The impaired NHEJ DNA damage repair pathway in ATII cells and lung tissue in emphysema. 53BP1 expression in freshly isolated ATII cells from control non-smokers (NS), smokers (SM) and patients with emphysema (EM) was analyzed by Western blotting (A). Densitometric quantification is also shown (B). 53BP1 (green) expression is shown in ATII cells identified by proSP-C staining (red) in lung tissue sections (nuclei - DAPI, blue) by immunohistofluorescence (magnification 10 × 63) (C). Quantification of fluorescence intensity is also shown (D). DNA ligase IV (E,F) and XRCC4 (G,H) expression in freshly isolated ATII cells was determined by Western blotting and densitometric quantification. XLF levels in ATII cells were determined by Western blotting (I), densitometric quantification (J) and RT-PCR (K). XLF levels were analyzed in lung tissue obtained from control non-smokers and smokers, and areas with mild (ME) and severe emphysema (SE) from the same patient by Western blotting (L,M). Expression of OGG1 (N,O) was analyzed in lung tissue obtained from areas with mild and severe emphysema from the same patient by Western blotting and quantification. Representative Western blotting images and densitometric quantification are shown for PARP1 (P,Q), DNA ligase III (R,S) and RAD51 expression (T,U) in freshly isolated ATII cells. Data are shown as mean values ± s.e.m. (N = 7 per group; *p < 0.05).

Figure 4

DJ-1 expression in human ATII cells. DJ-1 expression was analyzed by RT-PCR (A), Western blotting (B) and densitometric analysis (C) in freshly isolated ATII cells from non-smokers (NS), smokers (SM) and patients with emphysema (EM). Data are shown as mean values ± s.e.m. (N = 6 per group; *p < 0.05).

Figure 5

DJ-1 and XLF interaction in freshly isolated ATII cells from patients with emphysema identified by mass spectrometry analysis. DJ-1 was co-immunoprecipitated in ATII cells obtained from non-smokers (NS), smokers (SM) and patients with emphysema (EM) followed by mass spectrometry analysis.

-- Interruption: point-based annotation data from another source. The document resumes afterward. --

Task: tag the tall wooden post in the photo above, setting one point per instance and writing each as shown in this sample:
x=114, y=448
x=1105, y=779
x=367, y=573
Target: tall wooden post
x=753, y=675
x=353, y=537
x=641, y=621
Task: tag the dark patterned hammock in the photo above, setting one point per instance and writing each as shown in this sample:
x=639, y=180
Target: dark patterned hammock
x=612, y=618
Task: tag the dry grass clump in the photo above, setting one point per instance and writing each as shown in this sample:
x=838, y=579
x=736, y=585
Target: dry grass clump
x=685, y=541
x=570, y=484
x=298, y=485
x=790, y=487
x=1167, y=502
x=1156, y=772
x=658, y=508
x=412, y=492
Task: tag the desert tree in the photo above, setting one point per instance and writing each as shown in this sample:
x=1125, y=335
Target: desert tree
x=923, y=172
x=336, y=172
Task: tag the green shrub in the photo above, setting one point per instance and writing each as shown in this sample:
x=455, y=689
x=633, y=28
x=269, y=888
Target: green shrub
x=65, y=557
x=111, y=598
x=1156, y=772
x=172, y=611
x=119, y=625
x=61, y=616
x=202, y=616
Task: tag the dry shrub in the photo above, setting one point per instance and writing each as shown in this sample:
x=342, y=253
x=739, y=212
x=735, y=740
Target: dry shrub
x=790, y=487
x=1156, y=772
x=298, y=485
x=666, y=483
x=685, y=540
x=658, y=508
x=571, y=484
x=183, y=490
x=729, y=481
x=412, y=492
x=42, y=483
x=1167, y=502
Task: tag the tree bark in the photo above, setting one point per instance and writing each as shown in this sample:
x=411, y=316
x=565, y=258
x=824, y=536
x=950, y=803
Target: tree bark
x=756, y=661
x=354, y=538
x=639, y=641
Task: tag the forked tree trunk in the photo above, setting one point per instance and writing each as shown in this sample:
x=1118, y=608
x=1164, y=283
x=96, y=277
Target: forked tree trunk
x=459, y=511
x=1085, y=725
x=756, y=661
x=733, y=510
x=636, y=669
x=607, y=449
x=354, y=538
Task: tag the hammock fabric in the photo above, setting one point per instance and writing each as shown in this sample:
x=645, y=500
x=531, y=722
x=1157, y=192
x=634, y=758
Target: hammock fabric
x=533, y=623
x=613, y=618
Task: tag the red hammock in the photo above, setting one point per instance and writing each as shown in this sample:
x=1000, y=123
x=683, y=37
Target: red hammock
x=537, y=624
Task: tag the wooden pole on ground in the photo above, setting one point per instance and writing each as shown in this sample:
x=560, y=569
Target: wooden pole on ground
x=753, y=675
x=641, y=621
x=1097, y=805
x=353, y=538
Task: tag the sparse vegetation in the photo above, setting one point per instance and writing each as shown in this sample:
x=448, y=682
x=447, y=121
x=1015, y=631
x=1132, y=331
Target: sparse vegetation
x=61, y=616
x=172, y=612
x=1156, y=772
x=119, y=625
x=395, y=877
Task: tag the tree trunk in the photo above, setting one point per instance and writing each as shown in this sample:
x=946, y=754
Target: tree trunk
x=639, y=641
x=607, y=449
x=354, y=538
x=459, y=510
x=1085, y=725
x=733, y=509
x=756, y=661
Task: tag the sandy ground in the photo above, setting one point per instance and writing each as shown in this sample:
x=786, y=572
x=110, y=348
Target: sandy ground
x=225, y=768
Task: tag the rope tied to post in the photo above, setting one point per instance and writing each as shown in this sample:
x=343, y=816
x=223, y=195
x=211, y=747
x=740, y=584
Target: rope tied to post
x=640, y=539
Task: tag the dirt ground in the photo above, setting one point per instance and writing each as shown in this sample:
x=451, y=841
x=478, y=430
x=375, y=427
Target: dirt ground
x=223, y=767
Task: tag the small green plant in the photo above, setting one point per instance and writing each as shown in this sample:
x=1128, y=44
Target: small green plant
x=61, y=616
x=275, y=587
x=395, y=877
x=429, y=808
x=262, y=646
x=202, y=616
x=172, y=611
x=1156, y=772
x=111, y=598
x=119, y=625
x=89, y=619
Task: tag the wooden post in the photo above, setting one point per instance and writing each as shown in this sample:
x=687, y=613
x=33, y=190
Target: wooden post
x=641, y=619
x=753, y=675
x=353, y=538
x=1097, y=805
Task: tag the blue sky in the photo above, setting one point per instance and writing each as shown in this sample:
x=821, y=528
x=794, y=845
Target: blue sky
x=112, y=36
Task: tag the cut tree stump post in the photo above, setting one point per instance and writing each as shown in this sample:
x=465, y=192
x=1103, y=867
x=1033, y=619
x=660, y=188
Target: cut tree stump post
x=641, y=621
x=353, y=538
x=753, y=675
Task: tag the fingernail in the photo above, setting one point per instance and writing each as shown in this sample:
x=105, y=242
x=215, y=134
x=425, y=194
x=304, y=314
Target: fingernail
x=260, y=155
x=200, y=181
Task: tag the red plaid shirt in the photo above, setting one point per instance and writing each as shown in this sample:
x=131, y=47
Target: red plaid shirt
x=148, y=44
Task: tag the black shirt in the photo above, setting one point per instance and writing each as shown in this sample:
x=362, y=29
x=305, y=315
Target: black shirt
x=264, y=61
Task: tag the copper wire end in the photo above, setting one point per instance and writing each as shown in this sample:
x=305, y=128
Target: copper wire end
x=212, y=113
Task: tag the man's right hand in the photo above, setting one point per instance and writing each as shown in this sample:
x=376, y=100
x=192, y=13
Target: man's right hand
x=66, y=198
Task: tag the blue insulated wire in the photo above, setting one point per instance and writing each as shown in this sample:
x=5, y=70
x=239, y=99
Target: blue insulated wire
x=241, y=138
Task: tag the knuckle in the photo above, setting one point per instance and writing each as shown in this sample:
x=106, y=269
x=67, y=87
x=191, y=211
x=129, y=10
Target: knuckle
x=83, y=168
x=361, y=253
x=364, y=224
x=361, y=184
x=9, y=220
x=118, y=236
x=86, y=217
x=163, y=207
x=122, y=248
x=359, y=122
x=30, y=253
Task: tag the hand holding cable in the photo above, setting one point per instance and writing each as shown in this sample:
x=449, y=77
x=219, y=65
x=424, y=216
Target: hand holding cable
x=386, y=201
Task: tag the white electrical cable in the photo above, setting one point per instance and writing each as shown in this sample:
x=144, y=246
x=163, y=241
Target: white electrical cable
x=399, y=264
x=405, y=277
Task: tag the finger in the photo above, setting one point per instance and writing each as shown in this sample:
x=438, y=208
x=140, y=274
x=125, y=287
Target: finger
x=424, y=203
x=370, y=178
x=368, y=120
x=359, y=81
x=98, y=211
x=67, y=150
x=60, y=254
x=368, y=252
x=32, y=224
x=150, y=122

The presence of DJ-1 (A) and its interaction with XLF (B) is shown in emphysema (N = 3 per group). Results were validated by co-immunoprecipitation of DJ-1 followed by Western blotting analysis of XLF expression in ATII cells obtained from non-smokers, smokers and patients with emphysema (C) and densitometric quantification (N = 6 per group; *P < 0.05) (D). Data is shown as means ± s.e.m.

Figure 6

XLF and DJ-1 expression in lung tissue obtained from mice exposed to cigarette smoke in vivo. Lung tissue was obtained from wild-type (WT) and DJ-1 KO mice exposed to 150 mg/m³ TSP as described in Material and Method section (CTL – control; CS-cigarette smoke). The absence of DJ-1 expression in DJ-1 KO mice was confirmed by Western blotting (A). Representative Western blot images of expression and densitometric analysis of XLF (B,C), γH2AX (D,E), p21 (F,G), 4-HNE (H,I) and caspase 3 (J,K) are shown. Densitometric quantification of protein expression was normalized to β-actin (N = 3 per group). *P < 0.05; **P < 0.001. Data is shown as means ± s.e.m.